79. Harald will never be the King (of England).
A little further down the line is a man named Harald, from Norway. While this second cousin of Elizabeth will almost certainly never become the King of the UK, he can take solace in the fact that he’s been the King of Norway for nearly three decades.
80. Prince Harry was said to sometimes travel as David Stevens—and Meghan Markle supposedly used Davina Scott.
A source told The Daily Star that Harry was sometimes referred to by this nondescript name, while his wife, Meghan Markle, had been given the codename Davina Scott. Those choices weren’t entirely arbitrary. The “D S” initials echo their titles, the Duke and Duchess of Sussex.
81. Kate and William have their own pseudonyms for traveling incognito.
Similarly, it’s been reported that Kate and William had sometimes traveled under the names Daphne Clark and Danny Collins. Checking into a hotel as Duke and Duchess of Cambridge would presumably invite unwanted attention.
82. The Queen’s codename is simple.
The Queen’s codename is designed to be even less intriguing: She’s reportedly referred to as Sharon, or just S.
83. Meghan Markle wrote the wedding invitations for Robin Thicke and Paula Patton.
The gig was part of her pre-fame side-hustle as a freelance calligraphy artist.
84. Prince Harry made ample use of the ghost emoji.
Here’s the dirt on Prince Harry you’ve been waiting for: According to a pair of royal experts who analyzed Prince Harry’s early texts with Meghan Markle, the Duke of Sussex’s favorite emoji is the ghost emoji—and “nobody knows” why.
85. Tacky gifts are said to be a Windsor-Mountbatten tradition.
Slightly less inscrutable is the gift Harry once reportedly chose for his regal grandmother: a shower cap emblazoned with the phrase “Ain’t Life a Bitch.” Intentionally tacky gifts are apparently something of a Windsor tradition, and the Queen was said to love her gift.
86. The monarchy cost British taxpayers at least 67 million pounds in 2019.
The monarchy cost British taxpayers at least 67 million pounds in 2019, and what they offer in return is hard to define.
87. Royalists argue that these costs are offset by revenue-generating activities.

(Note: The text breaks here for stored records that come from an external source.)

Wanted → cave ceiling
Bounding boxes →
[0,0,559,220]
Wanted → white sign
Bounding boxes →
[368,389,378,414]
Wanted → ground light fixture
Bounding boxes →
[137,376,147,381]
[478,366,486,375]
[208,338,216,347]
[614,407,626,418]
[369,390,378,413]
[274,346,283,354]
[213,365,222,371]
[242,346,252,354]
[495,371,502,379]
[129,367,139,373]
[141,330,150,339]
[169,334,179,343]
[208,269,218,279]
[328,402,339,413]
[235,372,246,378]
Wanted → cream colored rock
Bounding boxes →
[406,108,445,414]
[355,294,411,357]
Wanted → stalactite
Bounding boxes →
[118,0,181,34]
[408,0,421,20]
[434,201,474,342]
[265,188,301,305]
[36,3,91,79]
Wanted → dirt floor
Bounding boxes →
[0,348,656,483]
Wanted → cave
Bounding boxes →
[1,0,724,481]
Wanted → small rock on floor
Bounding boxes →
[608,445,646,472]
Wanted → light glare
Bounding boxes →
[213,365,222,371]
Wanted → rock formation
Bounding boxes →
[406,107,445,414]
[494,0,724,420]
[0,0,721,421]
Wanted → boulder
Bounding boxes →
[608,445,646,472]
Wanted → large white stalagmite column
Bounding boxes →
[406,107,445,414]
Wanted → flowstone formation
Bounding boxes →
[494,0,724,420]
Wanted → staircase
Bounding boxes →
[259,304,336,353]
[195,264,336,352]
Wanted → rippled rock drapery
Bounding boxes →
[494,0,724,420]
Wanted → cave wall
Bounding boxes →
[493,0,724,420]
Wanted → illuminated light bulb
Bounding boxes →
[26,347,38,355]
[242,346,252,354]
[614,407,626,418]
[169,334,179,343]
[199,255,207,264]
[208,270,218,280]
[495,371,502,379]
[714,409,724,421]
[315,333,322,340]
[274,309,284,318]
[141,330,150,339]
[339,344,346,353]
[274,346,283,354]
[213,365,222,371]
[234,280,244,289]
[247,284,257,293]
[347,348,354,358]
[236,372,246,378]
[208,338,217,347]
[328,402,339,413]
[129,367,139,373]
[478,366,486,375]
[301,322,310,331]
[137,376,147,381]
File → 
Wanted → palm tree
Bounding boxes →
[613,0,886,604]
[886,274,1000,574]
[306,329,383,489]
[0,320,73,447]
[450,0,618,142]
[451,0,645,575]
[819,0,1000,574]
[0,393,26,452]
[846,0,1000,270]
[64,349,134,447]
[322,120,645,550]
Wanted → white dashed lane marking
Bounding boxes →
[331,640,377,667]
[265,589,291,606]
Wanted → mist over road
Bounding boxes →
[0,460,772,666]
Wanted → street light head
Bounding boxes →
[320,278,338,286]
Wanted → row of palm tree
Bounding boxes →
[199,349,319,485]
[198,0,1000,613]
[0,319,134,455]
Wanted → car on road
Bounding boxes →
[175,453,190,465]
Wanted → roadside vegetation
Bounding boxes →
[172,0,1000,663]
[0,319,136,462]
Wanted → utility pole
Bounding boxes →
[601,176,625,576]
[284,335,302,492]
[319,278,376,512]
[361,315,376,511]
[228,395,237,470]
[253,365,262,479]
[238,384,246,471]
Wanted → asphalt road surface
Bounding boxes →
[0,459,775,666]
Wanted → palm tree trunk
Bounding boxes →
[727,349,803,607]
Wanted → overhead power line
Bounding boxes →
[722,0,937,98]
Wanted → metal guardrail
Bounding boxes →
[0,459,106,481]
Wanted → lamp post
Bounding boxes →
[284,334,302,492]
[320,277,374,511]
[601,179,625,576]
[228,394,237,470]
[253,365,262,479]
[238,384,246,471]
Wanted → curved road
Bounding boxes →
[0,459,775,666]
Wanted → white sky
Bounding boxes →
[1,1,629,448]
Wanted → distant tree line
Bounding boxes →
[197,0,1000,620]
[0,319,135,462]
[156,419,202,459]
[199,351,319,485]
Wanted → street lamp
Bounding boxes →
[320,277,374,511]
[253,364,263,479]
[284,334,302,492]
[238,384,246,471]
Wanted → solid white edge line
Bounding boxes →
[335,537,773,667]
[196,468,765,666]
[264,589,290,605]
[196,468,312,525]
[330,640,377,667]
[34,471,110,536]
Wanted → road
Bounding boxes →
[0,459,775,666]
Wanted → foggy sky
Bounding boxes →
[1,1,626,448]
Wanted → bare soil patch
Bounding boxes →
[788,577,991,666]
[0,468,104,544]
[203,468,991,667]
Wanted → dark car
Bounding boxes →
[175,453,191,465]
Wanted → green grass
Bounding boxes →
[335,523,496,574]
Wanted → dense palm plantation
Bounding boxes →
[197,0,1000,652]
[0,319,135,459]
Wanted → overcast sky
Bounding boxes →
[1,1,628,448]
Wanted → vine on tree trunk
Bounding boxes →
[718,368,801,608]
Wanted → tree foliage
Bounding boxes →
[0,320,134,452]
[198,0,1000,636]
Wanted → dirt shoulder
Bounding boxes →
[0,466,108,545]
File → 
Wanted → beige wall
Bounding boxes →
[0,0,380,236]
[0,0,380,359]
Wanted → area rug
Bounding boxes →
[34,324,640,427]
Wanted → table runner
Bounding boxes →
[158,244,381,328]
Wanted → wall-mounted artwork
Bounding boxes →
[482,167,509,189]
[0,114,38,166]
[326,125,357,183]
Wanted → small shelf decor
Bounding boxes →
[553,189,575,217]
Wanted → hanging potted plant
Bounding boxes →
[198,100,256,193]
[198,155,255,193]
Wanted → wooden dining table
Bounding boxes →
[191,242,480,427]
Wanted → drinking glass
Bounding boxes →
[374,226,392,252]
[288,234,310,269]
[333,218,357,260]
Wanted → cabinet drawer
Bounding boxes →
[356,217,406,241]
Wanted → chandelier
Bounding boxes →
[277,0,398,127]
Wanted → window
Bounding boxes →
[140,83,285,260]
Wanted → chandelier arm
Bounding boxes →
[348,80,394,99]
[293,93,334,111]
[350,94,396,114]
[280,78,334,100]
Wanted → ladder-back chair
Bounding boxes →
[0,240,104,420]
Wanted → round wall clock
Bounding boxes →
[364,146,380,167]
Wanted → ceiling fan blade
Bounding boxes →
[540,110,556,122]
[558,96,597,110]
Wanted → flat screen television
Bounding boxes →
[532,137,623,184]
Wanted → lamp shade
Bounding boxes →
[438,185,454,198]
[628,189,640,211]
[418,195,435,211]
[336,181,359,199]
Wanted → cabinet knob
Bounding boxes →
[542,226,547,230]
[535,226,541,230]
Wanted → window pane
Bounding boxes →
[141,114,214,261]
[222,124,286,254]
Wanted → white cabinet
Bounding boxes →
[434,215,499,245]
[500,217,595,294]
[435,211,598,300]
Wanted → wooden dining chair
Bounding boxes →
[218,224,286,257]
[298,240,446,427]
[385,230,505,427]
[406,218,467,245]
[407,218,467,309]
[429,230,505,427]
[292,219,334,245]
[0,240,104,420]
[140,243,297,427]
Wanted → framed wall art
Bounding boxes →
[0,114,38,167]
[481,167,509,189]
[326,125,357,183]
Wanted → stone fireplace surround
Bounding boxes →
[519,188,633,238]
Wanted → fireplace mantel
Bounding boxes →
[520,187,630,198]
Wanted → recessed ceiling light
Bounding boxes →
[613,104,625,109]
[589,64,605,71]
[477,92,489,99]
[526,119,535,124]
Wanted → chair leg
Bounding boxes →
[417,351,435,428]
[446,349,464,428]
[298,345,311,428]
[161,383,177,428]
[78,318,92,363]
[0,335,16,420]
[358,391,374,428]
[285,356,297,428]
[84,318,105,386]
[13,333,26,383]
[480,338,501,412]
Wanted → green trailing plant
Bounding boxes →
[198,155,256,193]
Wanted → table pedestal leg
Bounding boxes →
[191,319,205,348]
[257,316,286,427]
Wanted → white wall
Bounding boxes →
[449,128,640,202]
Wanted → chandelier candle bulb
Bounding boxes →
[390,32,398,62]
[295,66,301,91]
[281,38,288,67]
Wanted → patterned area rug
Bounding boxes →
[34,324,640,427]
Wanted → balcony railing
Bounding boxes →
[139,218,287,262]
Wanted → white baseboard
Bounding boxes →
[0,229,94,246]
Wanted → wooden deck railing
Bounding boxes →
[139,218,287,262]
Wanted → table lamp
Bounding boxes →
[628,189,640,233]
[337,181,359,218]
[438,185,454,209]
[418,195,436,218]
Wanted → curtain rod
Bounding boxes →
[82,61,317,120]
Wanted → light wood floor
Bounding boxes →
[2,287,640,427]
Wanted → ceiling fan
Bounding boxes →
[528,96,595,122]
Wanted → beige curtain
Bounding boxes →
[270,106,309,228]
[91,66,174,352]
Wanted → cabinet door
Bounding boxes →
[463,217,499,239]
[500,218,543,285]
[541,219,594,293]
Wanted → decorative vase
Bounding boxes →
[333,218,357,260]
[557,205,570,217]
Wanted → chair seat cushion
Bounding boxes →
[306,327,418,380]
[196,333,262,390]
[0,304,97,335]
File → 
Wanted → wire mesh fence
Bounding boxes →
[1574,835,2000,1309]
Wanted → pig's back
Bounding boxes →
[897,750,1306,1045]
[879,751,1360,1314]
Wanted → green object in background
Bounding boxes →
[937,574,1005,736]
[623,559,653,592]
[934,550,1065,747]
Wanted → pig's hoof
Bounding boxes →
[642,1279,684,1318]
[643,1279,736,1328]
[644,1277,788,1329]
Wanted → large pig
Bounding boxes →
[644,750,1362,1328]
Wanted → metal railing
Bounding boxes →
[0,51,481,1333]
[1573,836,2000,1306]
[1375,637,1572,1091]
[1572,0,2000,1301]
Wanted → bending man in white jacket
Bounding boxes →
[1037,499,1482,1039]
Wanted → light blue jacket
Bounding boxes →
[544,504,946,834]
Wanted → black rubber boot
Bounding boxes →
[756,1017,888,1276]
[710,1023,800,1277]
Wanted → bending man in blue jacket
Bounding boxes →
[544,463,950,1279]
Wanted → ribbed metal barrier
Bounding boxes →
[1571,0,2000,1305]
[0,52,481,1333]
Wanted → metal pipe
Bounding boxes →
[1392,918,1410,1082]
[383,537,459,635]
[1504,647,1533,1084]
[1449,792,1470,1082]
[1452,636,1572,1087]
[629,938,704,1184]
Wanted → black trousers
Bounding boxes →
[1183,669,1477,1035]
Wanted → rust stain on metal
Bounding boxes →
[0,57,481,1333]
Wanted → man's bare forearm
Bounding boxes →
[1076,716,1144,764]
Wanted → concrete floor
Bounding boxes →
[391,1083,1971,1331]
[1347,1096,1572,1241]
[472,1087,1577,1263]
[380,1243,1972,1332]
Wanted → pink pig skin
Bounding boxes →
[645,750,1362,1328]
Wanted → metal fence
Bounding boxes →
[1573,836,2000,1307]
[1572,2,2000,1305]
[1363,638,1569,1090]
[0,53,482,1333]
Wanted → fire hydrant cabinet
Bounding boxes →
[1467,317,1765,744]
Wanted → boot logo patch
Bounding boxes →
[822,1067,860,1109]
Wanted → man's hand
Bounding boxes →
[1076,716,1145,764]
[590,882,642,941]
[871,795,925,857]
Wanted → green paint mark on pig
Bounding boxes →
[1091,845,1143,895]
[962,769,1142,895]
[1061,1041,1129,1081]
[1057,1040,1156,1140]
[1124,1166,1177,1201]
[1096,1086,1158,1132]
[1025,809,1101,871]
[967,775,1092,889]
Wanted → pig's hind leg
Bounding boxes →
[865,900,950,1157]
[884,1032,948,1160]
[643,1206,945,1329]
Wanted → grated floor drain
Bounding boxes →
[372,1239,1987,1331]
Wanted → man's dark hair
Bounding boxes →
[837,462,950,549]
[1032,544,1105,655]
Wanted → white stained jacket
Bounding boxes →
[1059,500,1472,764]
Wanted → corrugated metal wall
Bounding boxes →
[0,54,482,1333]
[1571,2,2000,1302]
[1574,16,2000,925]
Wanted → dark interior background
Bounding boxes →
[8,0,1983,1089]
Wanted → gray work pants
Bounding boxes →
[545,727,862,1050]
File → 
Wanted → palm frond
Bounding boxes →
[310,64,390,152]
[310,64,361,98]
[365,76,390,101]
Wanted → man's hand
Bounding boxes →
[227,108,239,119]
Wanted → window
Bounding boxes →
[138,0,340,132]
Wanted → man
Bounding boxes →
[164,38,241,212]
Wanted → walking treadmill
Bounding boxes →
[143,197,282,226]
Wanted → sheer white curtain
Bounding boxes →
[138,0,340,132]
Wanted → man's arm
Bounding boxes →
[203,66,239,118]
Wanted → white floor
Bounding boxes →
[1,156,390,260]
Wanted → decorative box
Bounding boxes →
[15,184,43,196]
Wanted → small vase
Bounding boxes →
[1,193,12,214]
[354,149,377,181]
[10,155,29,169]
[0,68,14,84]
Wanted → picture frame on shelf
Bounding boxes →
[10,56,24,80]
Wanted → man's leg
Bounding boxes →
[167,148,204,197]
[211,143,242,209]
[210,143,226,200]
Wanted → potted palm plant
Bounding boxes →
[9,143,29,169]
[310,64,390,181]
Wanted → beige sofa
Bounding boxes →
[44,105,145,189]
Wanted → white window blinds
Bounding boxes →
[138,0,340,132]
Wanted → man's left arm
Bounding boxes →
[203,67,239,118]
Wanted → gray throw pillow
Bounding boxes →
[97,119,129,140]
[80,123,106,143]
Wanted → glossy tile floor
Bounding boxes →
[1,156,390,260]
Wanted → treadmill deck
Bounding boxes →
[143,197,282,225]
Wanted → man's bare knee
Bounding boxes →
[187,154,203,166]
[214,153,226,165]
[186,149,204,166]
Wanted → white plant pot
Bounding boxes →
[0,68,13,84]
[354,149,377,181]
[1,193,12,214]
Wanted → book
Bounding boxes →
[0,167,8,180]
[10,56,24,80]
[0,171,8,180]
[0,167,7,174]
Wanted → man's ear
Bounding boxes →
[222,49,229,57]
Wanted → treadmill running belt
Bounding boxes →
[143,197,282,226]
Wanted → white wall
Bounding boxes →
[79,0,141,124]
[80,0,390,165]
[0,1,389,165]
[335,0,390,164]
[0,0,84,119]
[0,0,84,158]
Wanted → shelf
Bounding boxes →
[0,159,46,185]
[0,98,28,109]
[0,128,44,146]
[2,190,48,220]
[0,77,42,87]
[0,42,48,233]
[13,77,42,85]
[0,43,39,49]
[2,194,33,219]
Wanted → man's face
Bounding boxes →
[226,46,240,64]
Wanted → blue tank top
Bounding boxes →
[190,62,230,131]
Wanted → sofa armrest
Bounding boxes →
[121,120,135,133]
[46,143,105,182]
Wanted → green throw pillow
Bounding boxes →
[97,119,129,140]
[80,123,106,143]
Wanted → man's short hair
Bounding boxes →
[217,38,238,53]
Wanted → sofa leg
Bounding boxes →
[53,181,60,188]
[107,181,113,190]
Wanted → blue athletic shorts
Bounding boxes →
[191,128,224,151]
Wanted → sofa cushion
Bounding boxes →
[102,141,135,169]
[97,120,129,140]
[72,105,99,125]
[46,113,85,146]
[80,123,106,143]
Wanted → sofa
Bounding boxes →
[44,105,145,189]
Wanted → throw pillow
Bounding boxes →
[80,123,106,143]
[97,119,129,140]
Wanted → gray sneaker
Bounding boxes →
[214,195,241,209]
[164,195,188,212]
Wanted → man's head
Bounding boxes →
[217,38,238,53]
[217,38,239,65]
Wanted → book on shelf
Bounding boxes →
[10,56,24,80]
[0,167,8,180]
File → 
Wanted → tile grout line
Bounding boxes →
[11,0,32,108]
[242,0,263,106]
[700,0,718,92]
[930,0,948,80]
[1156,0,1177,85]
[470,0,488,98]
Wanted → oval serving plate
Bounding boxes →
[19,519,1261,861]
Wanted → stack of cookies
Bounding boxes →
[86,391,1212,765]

While a consultancy called Brand Finance estimated in 2017 that the monarchy contributed at least 2 billion pounds to the UK economy, through enhanced tourism and other revenue-earning activities, those numbers are hard to pin down. Critics contend that tourists would still flock to Buckingham Palace and other royal points of interest even if the royals themselves were consigned to history.
88. Seventy percent of Britons consider themselves monarchists.
According to a 2018 YouGov poll, though, some 70 percent of Britons consider themselves monarchists and would like to see the royal family continue.
89. Prince William and the Queen are the most popular royals amongst Britons.
And according to YouGov, as of March 2021, 73 percent of Britons have a positive opinion of the Queen, making her the second most popular royal, after Prince William’s 75 percent.
90. A plurality of young Brits would prefer to leave the monarchy behind.
Given the current line of succession, with Princes Charles, William, and George possibly representing decades of future monarchs, could Queen Elizabeth be the very last Queen of the United Kingdom? A 2016 Ipsos Mori poll found that a plurality of 18-24-year-olds would prefer the country to become a republic and leave the monarchy behind.